蛍光像の観察から、スマートガーデンローズマリーエキスを添加した細胞は、従来エキスよりも細胞が大きくなり、細胞膜に相当する外側部分が明瞭である様子が確認できました。さらにGP値も高いことから、スマートガーデンローズマリーエキスを添加した細胞でCEの成熟度が高いことが示されました(図2)。
以上の結果から、スマートガーデンローズマリーエキスは、従来のローズマリーエキスよりも高い角化健全化効果を持つことが示唆されました。
ロズマリン酸の角化健全化効果を阻害する成分の発見
従来のローズマリーエキスには、ロズマリン酸以外にも多くの成分が含まれます。
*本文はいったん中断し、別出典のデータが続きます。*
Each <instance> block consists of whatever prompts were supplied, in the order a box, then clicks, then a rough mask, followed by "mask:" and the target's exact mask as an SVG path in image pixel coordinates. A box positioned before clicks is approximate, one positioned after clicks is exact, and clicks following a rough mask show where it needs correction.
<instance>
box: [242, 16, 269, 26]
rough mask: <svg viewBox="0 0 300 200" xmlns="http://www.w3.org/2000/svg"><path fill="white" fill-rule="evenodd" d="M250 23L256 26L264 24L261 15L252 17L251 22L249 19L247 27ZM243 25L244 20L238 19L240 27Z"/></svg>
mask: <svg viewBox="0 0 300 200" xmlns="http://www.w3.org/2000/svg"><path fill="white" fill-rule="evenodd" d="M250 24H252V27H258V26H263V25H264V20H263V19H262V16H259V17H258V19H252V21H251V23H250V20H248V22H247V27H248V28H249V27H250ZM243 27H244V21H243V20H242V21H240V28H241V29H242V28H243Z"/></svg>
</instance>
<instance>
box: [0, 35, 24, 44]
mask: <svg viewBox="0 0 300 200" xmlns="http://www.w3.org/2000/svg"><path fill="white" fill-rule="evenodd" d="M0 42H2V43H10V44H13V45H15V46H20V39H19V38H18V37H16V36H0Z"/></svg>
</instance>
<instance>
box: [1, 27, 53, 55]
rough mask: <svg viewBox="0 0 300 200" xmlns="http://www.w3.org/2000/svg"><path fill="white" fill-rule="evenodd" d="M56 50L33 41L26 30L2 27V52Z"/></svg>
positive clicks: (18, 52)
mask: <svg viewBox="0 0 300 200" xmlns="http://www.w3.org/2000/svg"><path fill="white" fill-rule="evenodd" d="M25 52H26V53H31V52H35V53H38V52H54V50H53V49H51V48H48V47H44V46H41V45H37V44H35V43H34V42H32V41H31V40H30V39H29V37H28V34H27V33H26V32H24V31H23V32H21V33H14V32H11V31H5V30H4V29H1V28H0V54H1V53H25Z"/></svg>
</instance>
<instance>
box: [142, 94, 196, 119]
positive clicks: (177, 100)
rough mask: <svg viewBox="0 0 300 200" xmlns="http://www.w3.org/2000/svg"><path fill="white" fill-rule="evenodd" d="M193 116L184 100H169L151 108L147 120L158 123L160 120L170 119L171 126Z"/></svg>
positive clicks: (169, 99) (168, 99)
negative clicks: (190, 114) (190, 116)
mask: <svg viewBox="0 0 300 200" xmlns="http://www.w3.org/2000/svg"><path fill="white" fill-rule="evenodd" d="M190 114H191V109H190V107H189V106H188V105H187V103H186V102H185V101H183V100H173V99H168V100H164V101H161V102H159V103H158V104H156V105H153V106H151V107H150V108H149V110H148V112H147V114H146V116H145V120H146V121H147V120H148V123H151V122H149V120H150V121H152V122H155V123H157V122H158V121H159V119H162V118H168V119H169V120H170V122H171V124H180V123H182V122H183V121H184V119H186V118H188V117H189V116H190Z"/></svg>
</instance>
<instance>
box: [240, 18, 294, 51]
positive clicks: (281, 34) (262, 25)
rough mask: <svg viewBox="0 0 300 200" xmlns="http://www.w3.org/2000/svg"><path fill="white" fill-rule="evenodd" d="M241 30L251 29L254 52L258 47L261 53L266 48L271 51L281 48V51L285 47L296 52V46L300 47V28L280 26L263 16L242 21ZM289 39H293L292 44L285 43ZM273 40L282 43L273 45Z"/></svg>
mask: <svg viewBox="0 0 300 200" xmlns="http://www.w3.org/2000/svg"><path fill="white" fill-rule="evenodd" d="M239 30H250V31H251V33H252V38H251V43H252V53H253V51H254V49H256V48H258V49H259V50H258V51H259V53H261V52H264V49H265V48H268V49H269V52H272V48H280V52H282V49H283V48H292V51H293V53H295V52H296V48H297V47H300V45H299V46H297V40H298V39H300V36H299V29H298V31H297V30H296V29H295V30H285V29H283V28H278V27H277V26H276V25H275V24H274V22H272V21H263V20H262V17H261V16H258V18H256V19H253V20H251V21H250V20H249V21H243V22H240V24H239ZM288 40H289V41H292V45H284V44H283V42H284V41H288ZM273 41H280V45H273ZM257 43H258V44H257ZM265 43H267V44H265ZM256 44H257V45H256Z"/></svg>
花王はこれに着目し、従来エキスに含まれるロズマリン酸以外の成分をそれぞれロズマリン酸とともに正常ヒト表皮角化細胞に添加し、角化への影響を評価しました。その結果、ベツリン酸をあわせて添加すると、ロズマリン酸によるTGM1の発現増加が抑制されることを見いだしました。
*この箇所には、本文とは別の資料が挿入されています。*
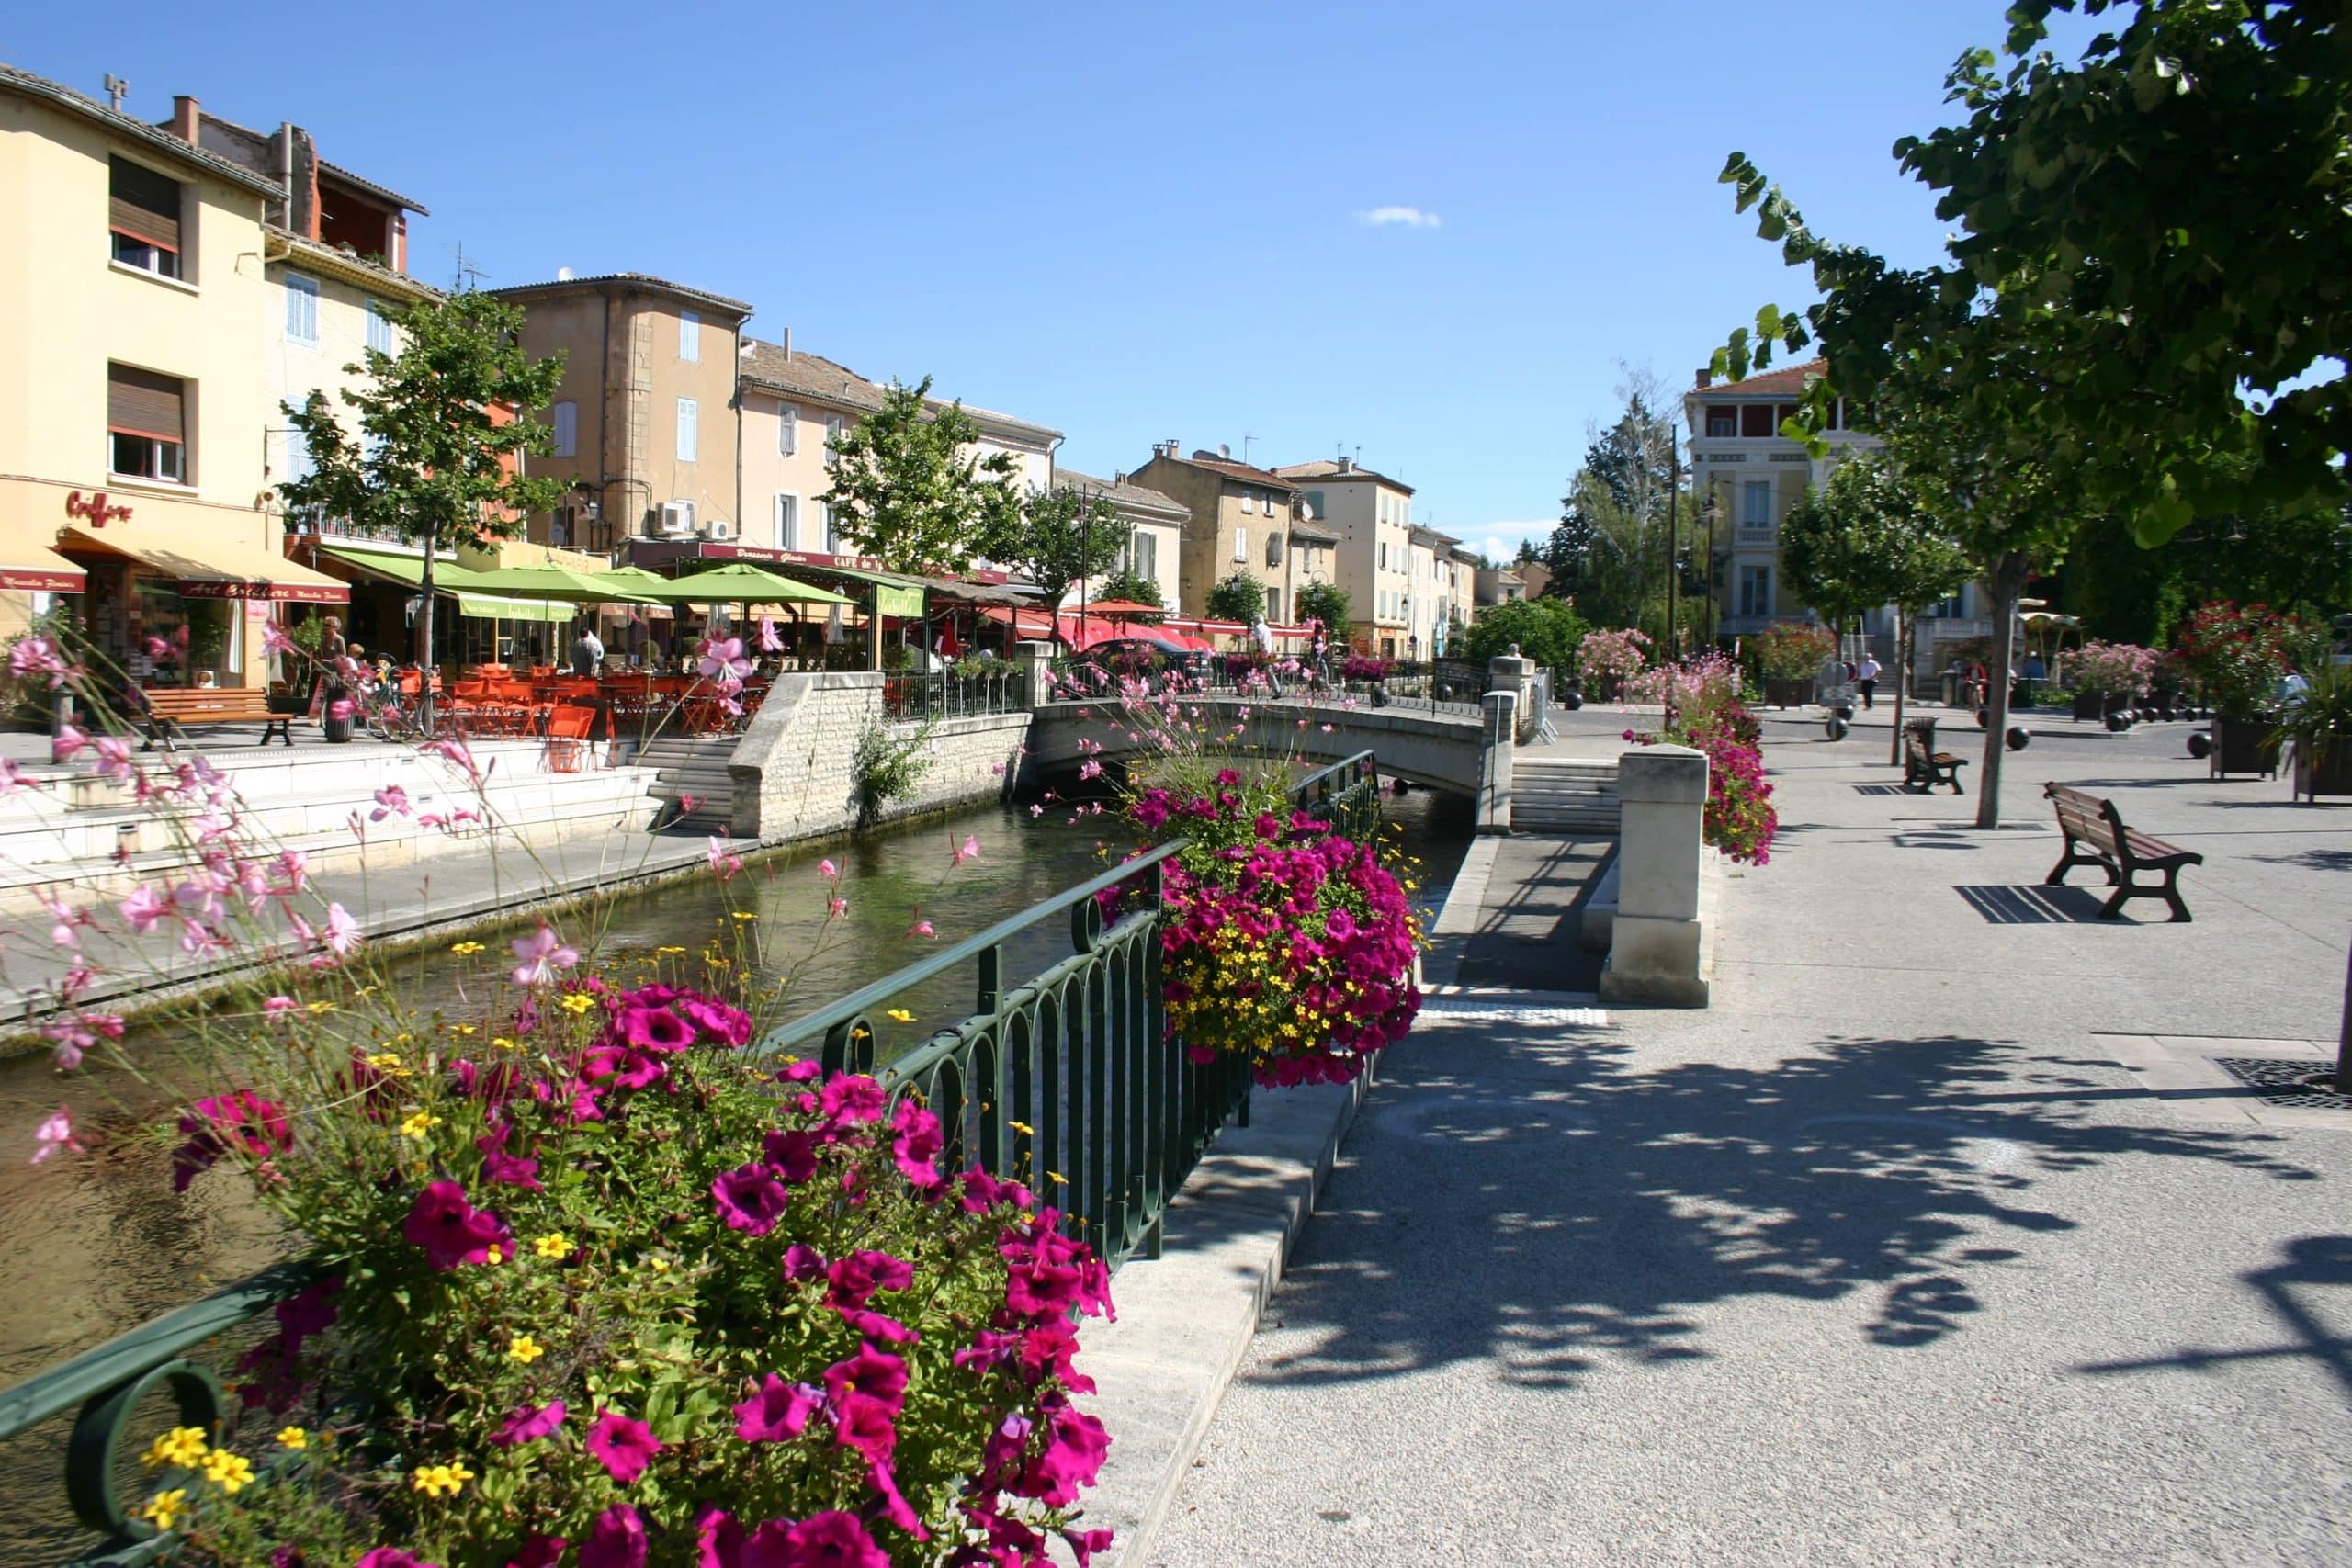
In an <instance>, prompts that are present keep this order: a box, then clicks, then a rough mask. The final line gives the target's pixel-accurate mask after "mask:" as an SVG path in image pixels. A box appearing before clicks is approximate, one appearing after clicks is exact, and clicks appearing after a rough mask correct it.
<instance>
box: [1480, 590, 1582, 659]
mask: <svg viewBox="0 0 2352 1568" xmlns="http://www.w3.org/2000/svg"><path fill="white" fill-rule="evenodd" d="M1588 630H1592V628H1590V625H1585V618H1583V616H1578V614H1576V609H1573V607H1571V604H1564V602H1562V599H1505V602H1503V604H1489V607H1486V609H1482V611H1477V616H1472V618H1470V628H1468V630H1465V632H1463V637H1461V654H1456V658H1468V661H1475V663H1486V661H1489V658H1501V656H1503V654H1508V651H1510V646H1512V644H1519V658H1534V661H1536V663H1538V665H1541V668H1545V670H1573V668H1576V649H1578V644H1583V639H1585V632H1588Z"/></svg>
スマートガーデンローズマリーエキスは、純度を向上させるプロセスでロズマリン酸の働きを阻害するベツリン酸を低減できているため、角化健全化効果が高くなっていることが示されました。
まとめ
今回花王は、ロズマリン酸の純度を高めたスマートガーデンローズマリーエキスを開発し、そのエキスに従来のローズマリーエキスよりも高い角化健全化効果を見いだしました。その効果は、含有成分のひとつであるベツリン酸が少ないことが理由である可能性が考えられます。
花王は、環境に配慮した植物の栽培から、高機能エキスの生産までの一連の取り組みを通じて、生活者の満足感を高める製品開発に、引き続き取り組んでいきます。